About Dr. E. Mark Haacke
Dr. E. Mark Haacke, PhD, is the Co-Director of the MR Research Facility at Wayne State University, a Professor of Radiology and Biomedical Engineering at Wayne State University, a Professor of Radiology at Loma Linda University in California, and a Professor of Physics at Case Western Reserve University in Cleveland, Ohio. Dr. Haacke is an original pioneer of the MR angiographic imaging, fast imaging and cardiovascular imaging, and has developed a powerful new method for imaging veins, micro-hemorrhaging and iron called Susceptibility Weighted Imaging (SWI). This work has been extended to quantifying iron content using the technology quantitative susceptibility mapping (QMS). He has focused on studying the role of magnetic field variations in the human body and applying the results to clinical translational research.
About Dr.

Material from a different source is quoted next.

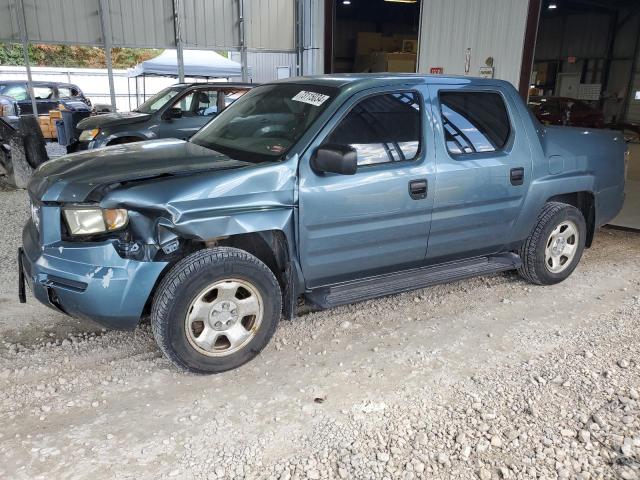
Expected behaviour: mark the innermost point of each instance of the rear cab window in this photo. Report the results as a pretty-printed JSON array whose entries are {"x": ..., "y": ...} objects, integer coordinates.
[{"x": 474, "y": 122}]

Sagar Bush
Sagar Buch, PhD is an Assistant Professor (Research) with the Department of Neurology at Wayne State University, School of Medicine. Dr. Buch has more than 10 years of experience implementing advanced magnetic resonance imaging (MRI) quantitative techniques. Dr. Buch’s background and expertise has been in MRI physics, development and optimization of MR-based protocols for quantitative imaging such as quantitative susceptibility mapping (QSM). He is experienced in MR angiography/venography, susceptibility weighted imaging (SWI) and signal processing for studying the cerebral microvasculature with an eye toward their effects in normal aging, as well as in neurodegenerative and neurovascular diseases.